Ce disque « I’m The Rain » plonge aux racines de ce que l’on appelle aujourd’hui Americana (forme moderne de l’alternative Country … ou encore appelée AAA) ; il est produit par Joe Henry et c’est aussi une collaboration avec des artistes qu’à Country Gift Music nous aimons un peu plus que d’autres à savoir Emmylou Harris, Rodney Crowell. Il faut aussi y rajouter, afin d’être complet, The Milk Carton Kids.

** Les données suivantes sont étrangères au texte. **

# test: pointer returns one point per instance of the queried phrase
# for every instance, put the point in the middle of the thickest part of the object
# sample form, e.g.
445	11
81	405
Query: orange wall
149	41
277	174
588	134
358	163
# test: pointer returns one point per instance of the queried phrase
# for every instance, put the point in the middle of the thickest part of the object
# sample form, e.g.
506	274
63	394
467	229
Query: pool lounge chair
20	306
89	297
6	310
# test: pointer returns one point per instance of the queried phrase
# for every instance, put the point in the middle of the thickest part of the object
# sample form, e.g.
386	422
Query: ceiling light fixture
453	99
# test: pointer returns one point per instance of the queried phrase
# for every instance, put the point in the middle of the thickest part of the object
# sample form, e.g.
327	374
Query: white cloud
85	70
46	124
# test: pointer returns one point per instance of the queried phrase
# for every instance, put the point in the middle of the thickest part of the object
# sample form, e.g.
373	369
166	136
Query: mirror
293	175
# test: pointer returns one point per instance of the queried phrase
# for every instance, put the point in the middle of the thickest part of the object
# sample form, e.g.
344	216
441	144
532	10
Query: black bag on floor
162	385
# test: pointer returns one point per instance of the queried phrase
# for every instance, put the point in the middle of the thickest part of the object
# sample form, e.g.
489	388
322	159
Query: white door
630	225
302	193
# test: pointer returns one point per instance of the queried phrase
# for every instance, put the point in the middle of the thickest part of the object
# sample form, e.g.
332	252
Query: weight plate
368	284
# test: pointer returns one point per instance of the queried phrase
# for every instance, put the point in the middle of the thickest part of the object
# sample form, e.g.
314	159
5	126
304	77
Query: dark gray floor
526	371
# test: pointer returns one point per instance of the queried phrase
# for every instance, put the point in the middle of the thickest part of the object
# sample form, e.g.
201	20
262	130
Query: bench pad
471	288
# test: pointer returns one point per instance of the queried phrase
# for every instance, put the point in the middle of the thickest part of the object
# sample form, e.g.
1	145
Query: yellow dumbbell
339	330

Il ne fut pas très facile à cette artiste de s’imposer à Nashville où elle réside de 1994 à 2008, car il n’est pas évident dans un mode parfois puritain et même si elle n’est pas du genre à s’afficher avec outrecuidance … de vivre tranquillement et honnêtement son homosexualité. Puis, est-ce par la force des convenances, elle se marie et donne naissance à des jumeaux. Plus dure fut ensuite la chute, la rupture… qui la plonge dans les tourments de la vie.

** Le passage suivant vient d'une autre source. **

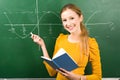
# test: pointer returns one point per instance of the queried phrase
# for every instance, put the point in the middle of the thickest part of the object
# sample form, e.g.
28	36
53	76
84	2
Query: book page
59	53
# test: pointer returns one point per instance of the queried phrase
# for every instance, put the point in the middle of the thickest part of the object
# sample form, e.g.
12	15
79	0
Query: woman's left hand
68	74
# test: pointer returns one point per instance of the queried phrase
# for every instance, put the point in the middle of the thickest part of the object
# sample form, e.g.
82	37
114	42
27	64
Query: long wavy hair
84	32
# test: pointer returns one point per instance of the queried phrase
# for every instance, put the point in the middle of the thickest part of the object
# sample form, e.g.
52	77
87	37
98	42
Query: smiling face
71	21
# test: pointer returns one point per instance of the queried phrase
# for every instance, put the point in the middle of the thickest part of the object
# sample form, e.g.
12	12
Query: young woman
77	43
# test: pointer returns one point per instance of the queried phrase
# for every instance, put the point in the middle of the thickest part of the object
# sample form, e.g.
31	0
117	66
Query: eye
64	20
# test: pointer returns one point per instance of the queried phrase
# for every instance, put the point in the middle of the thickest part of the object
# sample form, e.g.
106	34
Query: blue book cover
61	60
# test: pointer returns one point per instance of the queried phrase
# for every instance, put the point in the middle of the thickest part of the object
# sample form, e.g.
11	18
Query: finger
63	70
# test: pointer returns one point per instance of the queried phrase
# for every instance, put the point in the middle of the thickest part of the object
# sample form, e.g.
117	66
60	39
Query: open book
61	60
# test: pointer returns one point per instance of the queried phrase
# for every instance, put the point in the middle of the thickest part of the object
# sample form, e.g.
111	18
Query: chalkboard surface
20	56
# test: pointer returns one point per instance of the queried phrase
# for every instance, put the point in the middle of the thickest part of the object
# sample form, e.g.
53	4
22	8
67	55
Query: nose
68	23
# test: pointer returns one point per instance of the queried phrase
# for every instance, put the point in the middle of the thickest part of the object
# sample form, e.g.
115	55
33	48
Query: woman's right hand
37	39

Ceci explique peut-être que ce disque « I’m The Rain » (je suis la pluie) fut d’une longue gestation. En effet, nous apprenons, et sommes ainsi confirmé dans le ressenti que nous laisse ce disque, lors d’une interview qu’elle donne à Jason Scott d’AXS qu’elle revit enfin et se remet d’un mal-être, d’une grande douleur… elle craie ainsi 13 petites histoires et comme elle le dit « "C'est ce que nous essayons de faire, n'est-ce pas ? Essayez de capturer pour ce disque 13 petits polaroids de quelque chose qui se passait vraiment. J'étais vraiment reconnaissant que même après tout ce temps passé et je ne souffrais plus après avoir eu le cœur brisé. Enfin, je peux trouver mon chemin de retour et livrer ceci ".

Elle a toujours eu envie de renouer avec son rôle de poète et après bien des lacets sur une route sinueuse, ce fut Rodney Crowell qui la décide à reprendre la route, l’écriture et d’aller frapper à la porte de Joe Henry (ayant produit des artistes comme Elvis Costello, John Denver ou encore Bonnie Raitt). Ce disque est aussi le produit d’un échange rare entre plusieurs personnes, mais au premier rang ceux-ci entre Joe et Chely par tous les moyens de communication d’aujourd’hui. Certains titres ont pour origine les mots de l’un et la musique de l’autre ; parfois l’inverse… ce fut un long chemin, une sorte de thérapie, car parler c’est s’ouvrir, c’est partager…

Pour l’univers purement musical, les goûts, les attentes de Chely furent couchés sur des partitions par les conseils et les actes de Levon Henry qui donnent à « I’m The Rain » un côté très terrien, très simple et authentique.

Autre titre que je vous recommande « Halona » (12) qui est pour moi la plus belle de ce disque. Dégageant tellement de force et une douce pureté. (en voici ci-dessous ma traduction)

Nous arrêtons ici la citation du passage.